Which key value drivers should businesses embrace now?
  1. Humans at the centre. Developing your strategies and solutions around customers, employees and communities has never mattered more. What you do must align to the way reality is changing for real people in real time. Connecting the two allows you to deepen customer relationships by showing you understand their needs and can engage authentically on a personalized level. This will enable your brand to differentiate itself from the competition. For one business, that could mean living up to its purpose by designing sustainable products, or sourcing a broader range of ethically made materials. For another, it could mean creating organizational structures that are more inclusive and responsive to different employees’ unique needs. The most important thing is that everything you develop must put people first. This will help you cultivate long-term relationships and brand loyalty to set your organization apart in different economic climates.

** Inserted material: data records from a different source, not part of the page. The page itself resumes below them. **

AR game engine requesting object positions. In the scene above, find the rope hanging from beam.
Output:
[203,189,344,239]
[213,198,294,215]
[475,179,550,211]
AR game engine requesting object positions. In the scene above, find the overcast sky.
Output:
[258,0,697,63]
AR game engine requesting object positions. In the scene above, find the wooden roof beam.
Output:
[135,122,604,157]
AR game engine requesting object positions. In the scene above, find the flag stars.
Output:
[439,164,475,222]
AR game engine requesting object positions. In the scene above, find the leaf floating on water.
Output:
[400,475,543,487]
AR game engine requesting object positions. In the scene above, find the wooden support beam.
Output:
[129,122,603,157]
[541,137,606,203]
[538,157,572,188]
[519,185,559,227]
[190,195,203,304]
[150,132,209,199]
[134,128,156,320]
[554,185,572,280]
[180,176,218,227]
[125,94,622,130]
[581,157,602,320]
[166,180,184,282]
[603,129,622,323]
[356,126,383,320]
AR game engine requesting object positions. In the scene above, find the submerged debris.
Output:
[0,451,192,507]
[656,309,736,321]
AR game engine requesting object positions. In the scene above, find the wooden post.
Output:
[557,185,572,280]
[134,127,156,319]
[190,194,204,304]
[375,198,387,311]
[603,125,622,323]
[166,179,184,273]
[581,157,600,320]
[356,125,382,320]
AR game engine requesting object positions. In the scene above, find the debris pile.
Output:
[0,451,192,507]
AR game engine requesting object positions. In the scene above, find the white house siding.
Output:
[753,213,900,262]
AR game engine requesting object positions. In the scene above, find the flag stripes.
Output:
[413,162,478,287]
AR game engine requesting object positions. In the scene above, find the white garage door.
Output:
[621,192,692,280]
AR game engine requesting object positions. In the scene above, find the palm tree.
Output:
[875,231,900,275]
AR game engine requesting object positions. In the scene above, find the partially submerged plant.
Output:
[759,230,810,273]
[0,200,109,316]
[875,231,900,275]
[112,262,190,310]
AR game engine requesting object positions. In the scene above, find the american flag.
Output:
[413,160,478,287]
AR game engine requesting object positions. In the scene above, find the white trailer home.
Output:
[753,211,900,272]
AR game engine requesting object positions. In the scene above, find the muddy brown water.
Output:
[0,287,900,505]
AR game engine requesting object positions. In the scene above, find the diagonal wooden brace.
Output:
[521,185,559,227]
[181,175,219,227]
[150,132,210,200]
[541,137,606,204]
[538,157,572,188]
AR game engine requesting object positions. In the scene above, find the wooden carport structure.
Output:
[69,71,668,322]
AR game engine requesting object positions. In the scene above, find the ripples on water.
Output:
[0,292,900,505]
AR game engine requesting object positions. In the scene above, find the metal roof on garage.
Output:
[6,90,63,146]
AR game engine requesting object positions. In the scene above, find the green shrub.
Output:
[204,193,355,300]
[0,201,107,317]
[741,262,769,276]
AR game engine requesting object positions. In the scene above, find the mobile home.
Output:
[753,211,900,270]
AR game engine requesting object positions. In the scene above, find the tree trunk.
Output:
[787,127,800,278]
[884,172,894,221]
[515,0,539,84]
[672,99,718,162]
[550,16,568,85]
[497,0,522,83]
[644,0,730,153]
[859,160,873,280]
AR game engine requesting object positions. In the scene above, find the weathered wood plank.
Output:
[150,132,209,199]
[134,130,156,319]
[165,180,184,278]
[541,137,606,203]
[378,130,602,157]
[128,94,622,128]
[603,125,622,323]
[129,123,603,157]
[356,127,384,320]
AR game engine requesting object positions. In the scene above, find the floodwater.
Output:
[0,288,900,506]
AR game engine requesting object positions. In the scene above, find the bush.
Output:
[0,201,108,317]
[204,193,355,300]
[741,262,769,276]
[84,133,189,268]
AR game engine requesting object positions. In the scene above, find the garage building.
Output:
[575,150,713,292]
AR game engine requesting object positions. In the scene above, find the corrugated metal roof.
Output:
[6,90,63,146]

  2. Technology at speed. Major changes used to occur gradually over time. Now, they happen at the same time and with greater speed. Case in point: consider the sudden uptick in e-commerce that ballooned at the start of the pandemic while supply chains were being interrupted locally and globally. You must now be capable of listening to your customers continuously, rolling new technologies out quickly, as well as instantly spotting — and responding to — trends. When you employ technology at speed to achieve this, your organization becomes more capable of effectively seizing market opportunities, like a sudden spike in demand for a certain product category, and enabling the various functions — from supply chain to shipping — to act accordingly. Taking technology out of its silo and embedding it right in the organizational DNA is critical.

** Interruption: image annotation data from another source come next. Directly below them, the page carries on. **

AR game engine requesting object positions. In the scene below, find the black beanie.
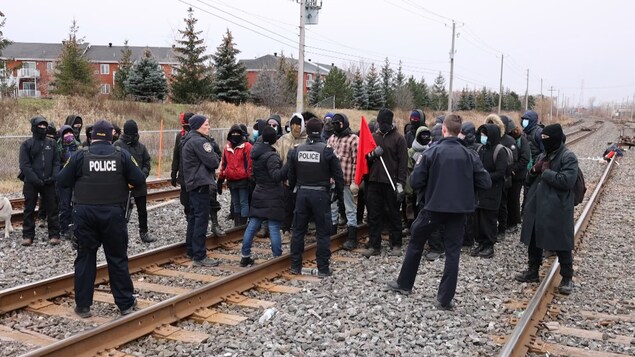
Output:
[306,118,323,136]
[91,119,112,141]
[377,108,394,124]
[123,119,139,135]
[262,125,278,145]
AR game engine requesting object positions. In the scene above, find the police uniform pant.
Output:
[507,180,523,227]
[498,185,509,233]
[22,182,60,239]
[57,187,73,233]
[134,196,148,233]
[366,182,401,250]
[397,210,465,305]
[291,187,333,272]
[185,185,210,260]
[73,204,134,310]
[527,230,573,279]
[474,208,498,247]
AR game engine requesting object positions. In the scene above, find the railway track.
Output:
[0,222,365,356]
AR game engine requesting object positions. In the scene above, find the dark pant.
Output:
[291,188,333,271]
[474,208,498,247]
[498,187,509,232]
[73,204,134,310]
[507,180,523,227]
[57,187,73,233]
[366,182,401,249]
[22,182,60,239]
[135,196,148,233]
[397,210,465,305]
[185,186,209,260]
[527,230,573,279]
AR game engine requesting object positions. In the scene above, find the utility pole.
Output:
[498,53,505,114]
[448,20,456,113]
[525,68,529,111]
[549,86,555,123]
[295,0,306,113]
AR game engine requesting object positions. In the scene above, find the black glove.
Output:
[366,146,384,161]
[170,171,176,187]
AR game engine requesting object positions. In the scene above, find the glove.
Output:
[395,183,406,203]
[170,171,176,187]
[349,181,359,196]
[366,146,384,161]
[529,160,542,175]
[541,160,549,172]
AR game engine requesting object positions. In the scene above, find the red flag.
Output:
[355,116,377,185]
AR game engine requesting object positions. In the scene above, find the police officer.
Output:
[287,118,344,277]
[57,120,146,318]
[181,115,218,266]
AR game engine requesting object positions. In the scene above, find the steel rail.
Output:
[499,156,615,357]
[24,225,352,357]
[0,227,244,313]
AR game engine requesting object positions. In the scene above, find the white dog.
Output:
[0,197,13,238]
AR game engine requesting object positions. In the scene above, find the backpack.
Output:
[573,167,586,206]
[494,144,514,188]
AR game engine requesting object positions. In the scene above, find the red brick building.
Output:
[0,42,178,97]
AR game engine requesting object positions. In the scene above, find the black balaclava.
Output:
[377,108,394,134]
[542,124,564,153]
[31,116,49,140]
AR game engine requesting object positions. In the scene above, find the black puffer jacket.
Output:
[476,124,507,210]
[249,141,289,222]
[20,117,60,186]
[113,134,152,197]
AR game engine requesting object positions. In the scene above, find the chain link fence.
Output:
[0,128,229,194]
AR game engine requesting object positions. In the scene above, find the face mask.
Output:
[521,119,529,128]
[64,133,75,144]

  3. Innovation at scale. Innovation cannot happen in a silo. It must involve cross-functional collaboration that stretches across teams and strategic partnerships. Because when innovation shifts from being a thing you do to a way of operating, you can ideate, test, learn and iterate all the time. That ability enables organizations to respond to relevant market opportunities with agility and speed.

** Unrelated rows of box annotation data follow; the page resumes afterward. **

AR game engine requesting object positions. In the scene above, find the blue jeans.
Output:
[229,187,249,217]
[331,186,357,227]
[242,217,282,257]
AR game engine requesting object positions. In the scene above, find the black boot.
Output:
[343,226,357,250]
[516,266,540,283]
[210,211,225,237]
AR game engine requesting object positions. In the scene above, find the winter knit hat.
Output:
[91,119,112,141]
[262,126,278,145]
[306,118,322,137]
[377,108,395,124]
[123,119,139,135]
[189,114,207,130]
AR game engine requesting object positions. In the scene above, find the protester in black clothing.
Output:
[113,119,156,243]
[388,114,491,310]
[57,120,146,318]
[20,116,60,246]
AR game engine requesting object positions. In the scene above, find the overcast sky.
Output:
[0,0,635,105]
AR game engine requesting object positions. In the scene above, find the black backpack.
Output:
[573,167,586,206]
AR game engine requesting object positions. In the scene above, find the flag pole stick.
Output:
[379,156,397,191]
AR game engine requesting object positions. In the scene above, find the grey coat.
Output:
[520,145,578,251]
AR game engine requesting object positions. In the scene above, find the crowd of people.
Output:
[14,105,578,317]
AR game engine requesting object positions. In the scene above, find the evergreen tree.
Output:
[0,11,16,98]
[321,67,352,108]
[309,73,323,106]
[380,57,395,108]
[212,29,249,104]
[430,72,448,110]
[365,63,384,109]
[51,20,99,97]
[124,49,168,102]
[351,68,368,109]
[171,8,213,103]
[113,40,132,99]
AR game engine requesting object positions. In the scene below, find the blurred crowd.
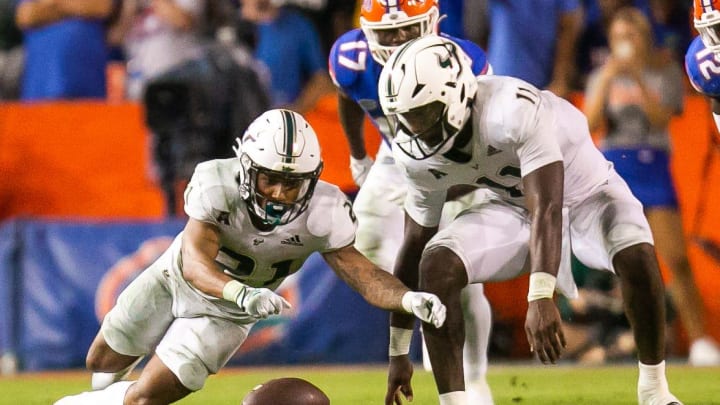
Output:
[0,0,720,362]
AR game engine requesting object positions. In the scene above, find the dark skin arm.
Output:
[181,218,232,298]
[385,213,438,405]
[710,97,720,114]
[15,0,113,29]
[323,245,414,310]
[523,161,566,364]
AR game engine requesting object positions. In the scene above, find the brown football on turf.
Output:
[242,377,330,405]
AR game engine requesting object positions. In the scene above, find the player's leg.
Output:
[438,189,493,398]
[86,332,143,390]
[613,243,680,405]
[570,170,679,405]
[353,143,407,273]
[647,207,720,366]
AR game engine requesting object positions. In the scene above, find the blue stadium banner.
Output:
[0,219,400,371]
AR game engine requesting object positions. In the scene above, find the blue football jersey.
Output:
[685,37,720,97]
[328,29,489,142]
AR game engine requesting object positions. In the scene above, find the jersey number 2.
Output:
[216,247,294,287]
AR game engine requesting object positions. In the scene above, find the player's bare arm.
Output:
[181,218,232,298]
[323,245,412,310]
[710,97,720,114]
[445,184,478,201]
[523,161,566,364]
[390,213,438,329]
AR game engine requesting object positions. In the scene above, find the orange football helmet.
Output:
[360,0,440,65]
[693,0,720,53]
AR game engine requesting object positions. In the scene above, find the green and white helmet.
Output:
[234,109,323,225]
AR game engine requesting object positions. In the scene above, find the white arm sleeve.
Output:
[512,93,563,177]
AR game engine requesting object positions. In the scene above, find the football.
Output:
[242,377,330,405]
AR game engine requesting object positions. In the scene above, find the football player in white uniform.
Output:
[378,36,680,405]
[57,110,445,405]
[328,0,493,405]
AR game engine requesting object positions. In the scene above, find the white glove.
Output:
[350,155,373,187]
[237,286,292,319]
[402,291,446,328]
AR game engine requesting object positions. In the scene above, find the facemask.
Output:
[612,40,635,60]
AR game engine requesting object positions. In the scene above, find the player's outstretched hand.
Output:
[350,156,373,187]
[402,291,446,328]
[237,287,291,319]
[385,354,413,405]
[525,298,567,364]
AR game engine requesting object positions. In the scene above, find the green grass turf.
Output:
[0,364,720,405]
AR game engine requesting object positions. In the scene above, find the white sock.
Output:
[465,378,494,405]
[638,360,668,390]
[440,391,467,405]
[461,284,492,382]
[55,381,135,405]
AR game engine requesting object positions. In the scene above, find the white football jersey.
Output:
[175,158,356,289]
[393,76,611,227]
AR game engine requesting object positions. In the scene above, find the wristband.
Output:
[400,291,414,314]
[388,326,412,357]
[223,280,245,303]
[528,271,555,302]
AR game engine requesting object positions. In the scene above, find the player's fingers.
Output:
[400,384,413,402]
[544,327,561,364]
[525,328,535,353]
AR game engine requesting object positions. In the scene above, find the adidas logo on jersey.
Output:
[428,169,447,180]
[280,235,305,246]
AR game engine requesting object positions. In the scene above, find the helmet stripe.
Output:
[282,110,296,163]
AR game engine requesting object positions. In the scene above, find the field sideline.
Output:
[0,364,720,405]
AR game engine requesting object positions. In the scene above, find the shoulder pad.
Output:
[685,37,720,97]
[328,29,374,89]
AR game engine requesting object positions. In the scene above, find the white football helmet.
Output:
[360,0,440,65]
[233,109,323,225]
[378,35,478,160]
[693,0,720,54]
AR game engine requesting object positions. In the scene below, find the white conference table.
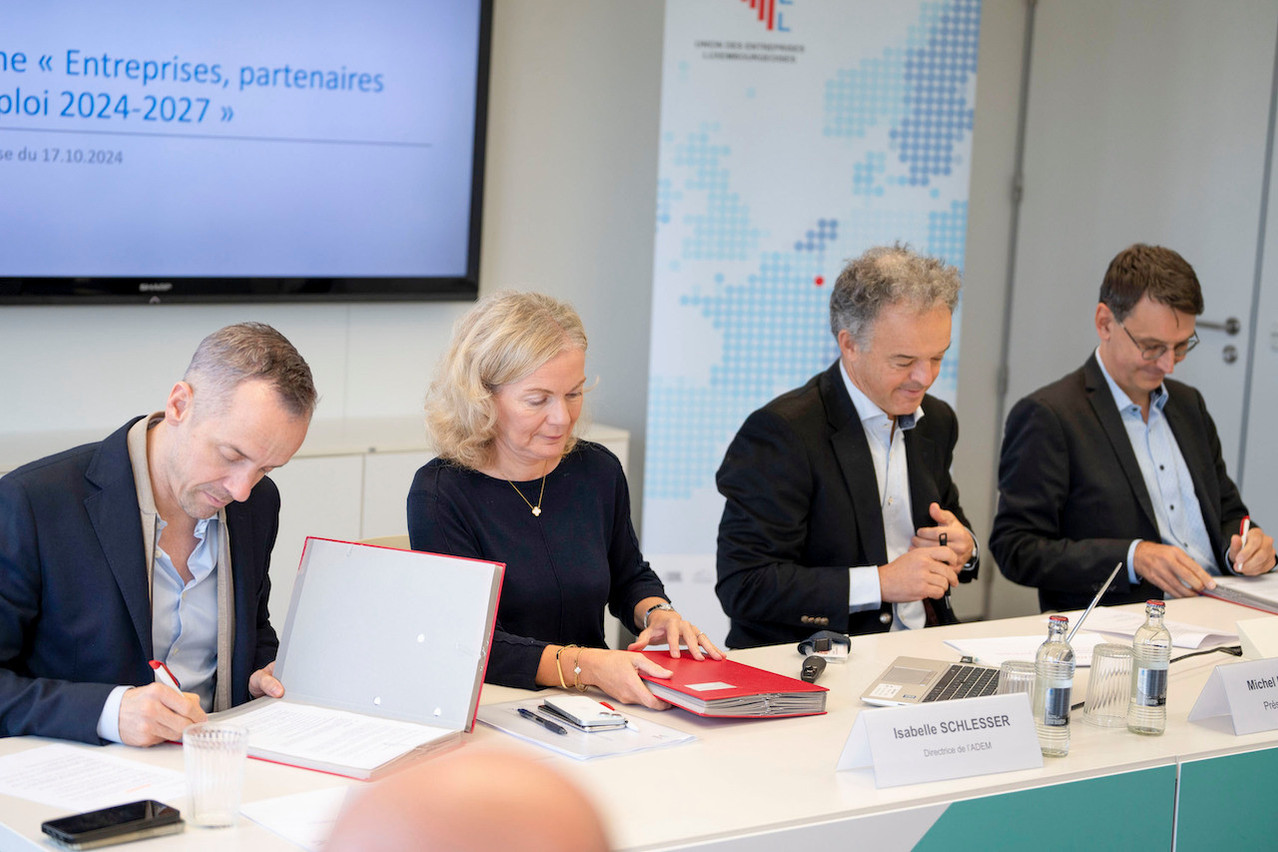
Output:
[0,598,1278,852]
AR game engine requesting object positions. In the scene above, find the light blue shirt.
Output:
[1097,347,1220,585]
[840,363,928,630]
[97,517,221,742]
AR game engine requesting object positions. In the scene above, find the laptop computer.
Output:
[861,657,998,706]
[861,562,1123,706]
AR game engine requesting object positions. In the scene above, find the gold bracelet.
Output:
[573,645,585,692]
[555,645,581,690]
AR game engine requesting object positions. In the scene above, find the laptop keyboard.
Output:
[923,663,998,703]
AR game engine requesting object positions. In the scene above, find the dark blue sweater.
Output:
[408,441,666,688]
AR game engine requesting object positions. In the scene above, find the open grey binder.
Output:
[219,538,505,778]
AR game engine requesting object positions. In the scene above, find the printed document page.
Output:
[234,701,456,770]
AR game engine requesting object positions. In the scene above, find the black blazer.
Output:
[989,354,1247,609]
[714,361,976,648]
[0,420,280,743]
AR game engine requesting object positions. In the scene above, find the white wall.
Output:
[0,0,1025,623]
[953,0,1038,618]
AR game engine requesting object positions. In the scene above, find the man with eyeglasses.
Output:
[989,244,1274,609]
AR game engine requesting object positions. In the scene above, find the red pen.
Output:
[1233,515,1251,574]
[150,659,181,692]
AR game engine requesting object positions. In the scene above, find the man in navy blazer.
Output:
[989,244,1274,609]
[0,323,316,746]
[716,245,976,648]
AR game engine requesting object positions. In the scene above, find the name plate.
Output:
[1190,657,1278,734]
[836,692,1043,787]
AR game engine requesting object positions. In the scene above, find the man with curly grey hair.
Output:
[716,244,978,648]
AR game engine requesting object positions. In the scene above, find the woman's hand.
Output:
[577,648,671,710]
[626,609,723,659]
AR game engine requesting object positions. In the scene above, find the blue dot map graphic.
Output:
[644,0,980,510]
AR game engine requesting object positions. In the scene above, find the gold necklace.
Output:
[506,471,550,517]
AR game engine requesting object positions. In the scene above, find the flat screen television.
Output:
[0,0,492,304]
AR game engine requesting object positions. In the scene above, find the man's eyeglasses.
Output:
[1116,321,1197,361]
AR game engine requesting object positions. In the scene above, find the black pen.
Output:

    How do you bring this to life? Plan with the end in mind. Where do you want to be? How must you transform internally to position people with the space and permission they need to bring forward ideas, experiment, fail fast, learn from failures and try again? For one team, that might mean employing advanced data analytics to create new products or services for customers. For another, it could look like restructuring the supply chain to make it more resilient should a disruption appear from nowhere. Getting this piece right could mark the difference between chasing the next growth S-curve and leading it.

    Keep in mind, not every innovation should be about reinvention. The best innovation strategies are the ones that leverage a portfolio approach using three tiers of initiatives to balance the risks and rewards:
  • Protect: Seventy percent of the portfolio should centre on sustaining the value of the core market and protecting the enterprise. Build on your strengths so that you continue to serve your core customers the right way.
  • Grow and optimize: Twenty percent of the portfolio should extend existing priorities to new customer segments or markets. Other initiatives can focus on continuously improving what you already do really well by doing it faster, cheaper and better (e.g., introducing automation or advanced analytics to enhance employee experiences).
  • Reinvent: Ten percent of the portfolio should be dedicated to thinking well into the future to capture signals of change, reimagine the industry and the role you play, create new markets and launch new value propositions and business models (e.g., transitioning from being a fitness apparel company to becoming a health care business that uses data to help customers lead a healthy lifestyle).

The views reflected in this blog are the views of the author and do not necessarily reflect the views of the global EY organization or its member firms.


Summary
 

In 2023, the technology sector needs transformation and innovation to overcome economic headwinds and elevated levels of volatility. This requires large investments, but the sector is fundamentally strong and will create new growth markets.